Because it packs in a big 4.3inch screen, the HD7 is obviously a large phone. However, the thin bezel around the display and the slimness of the chassis means that although it feels noticeably larger in your hand than the likes of the HTC Mozart, it’s not monstrously so, and is much more comfortable to hold than the thick and chunky Dell Venue Pro, even though that handset is slightly narrower.
Along with the usual Windows, search and back buttons at the bottom of the screen, there’s also a dual function power and lock button at the top of the phone and a volume rocker switch and dedicated camera button on the right hand side. One of the things we love about Windows Phone is the way you can jump straight to the camera, even when the phone is locked, just by holding down the camera button.
We also like the way HTC has added a small, kickstand to the rear of the phone. This flips out from a mounting around the camera and is ace for using the phone to watch movies or TV shows on a plane or train. We’re not so keen on the headphone jack, being placed at the bottom of the phone but at least it's not on the side.
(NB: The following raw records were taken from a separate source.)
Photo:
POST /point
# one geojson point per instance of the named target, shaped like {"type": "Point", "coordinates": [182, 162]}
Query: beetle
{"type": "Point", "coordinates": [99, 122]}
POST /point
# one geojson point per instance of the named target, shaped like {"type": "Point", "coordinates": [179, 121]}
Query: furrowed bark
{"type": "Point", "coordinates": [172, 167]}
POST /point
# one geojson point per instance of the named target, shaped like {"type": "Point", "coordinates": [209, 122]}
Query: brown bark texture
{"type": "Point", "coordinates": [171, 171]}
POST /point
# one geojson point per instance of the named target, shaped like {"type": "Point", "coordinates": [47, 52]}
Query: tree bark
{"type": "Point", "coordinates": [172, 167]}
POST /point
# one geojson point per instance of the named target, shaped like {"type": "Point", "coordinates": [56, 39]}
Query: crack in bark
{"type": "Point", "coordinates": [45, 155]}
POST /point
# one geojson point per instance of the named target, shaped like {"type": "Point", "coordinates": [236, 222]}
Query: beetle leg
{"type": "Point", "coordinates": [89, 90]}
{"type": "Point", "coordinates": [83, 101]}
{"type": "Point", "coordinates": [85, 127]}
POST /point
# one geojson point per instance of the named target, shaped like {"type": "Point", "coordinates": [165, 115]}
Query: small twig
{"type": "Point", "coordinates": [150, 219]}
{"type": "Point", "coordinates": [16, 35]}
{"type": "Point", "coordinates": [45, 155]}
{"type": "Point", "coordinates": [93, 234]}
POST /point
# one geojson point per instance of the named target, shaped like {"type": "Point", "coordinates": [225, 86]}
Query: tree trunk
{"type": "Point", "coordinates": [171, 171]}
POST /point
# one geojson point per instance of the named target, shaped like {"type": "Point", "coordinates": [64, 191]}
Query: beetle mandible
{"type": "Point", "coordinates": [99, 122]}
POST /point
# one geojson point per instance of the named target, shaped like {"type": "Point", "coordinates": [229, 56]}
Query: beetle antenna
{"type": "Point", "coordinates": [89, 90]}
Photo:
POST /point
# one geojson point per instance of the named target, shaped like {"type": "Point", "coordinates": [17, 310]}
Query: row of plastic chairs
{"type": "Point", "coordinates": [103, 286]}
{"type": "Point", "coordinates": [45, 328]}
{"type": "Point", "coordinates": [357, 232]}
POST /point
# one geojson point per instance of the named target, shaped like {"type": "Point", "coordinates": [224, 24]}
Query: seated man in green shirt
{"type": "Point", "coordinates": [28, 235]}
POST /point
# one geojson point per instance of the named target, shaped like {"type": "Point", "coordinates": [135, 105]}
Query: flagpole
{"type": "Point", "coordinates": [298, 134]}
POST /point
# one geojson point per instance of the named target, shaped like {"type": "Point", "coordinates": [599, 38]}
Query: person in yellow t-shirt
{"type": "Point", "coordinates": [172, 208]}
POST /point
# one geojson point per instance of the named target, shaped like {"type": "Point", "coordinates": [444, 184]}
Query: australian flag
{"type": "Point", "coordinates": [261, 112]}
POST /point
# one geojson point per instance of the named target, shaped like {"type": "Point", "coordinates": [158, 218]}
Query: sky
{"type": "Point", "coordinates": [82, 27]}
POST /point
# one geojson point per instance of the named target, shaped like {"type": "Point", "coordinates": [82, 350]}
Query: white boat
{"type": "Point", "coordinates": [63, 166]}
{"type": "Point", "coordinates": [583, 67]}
The HD7’s camera is a 5 megapixel model with autofocus and dual LED flash. As well as taking stills shots it can also record video at 720p HD resolution. Snaps look crisp and detailed, but colour reproduction isn’t wonderful and it has a tendency to burn out highlights when taking pictures outdoors when there’s lots of bright sun light. Indoors, the dual LED flash helps the camera to take better than average shots, although as with most LED flashes it tends to cast quite a harsh, cold light on proceedings, so portraits don’t look very flattering. Video recordings in 720p are pretty average too, as there’s quite a lot of blocking when there’s plenty of movement in the frame.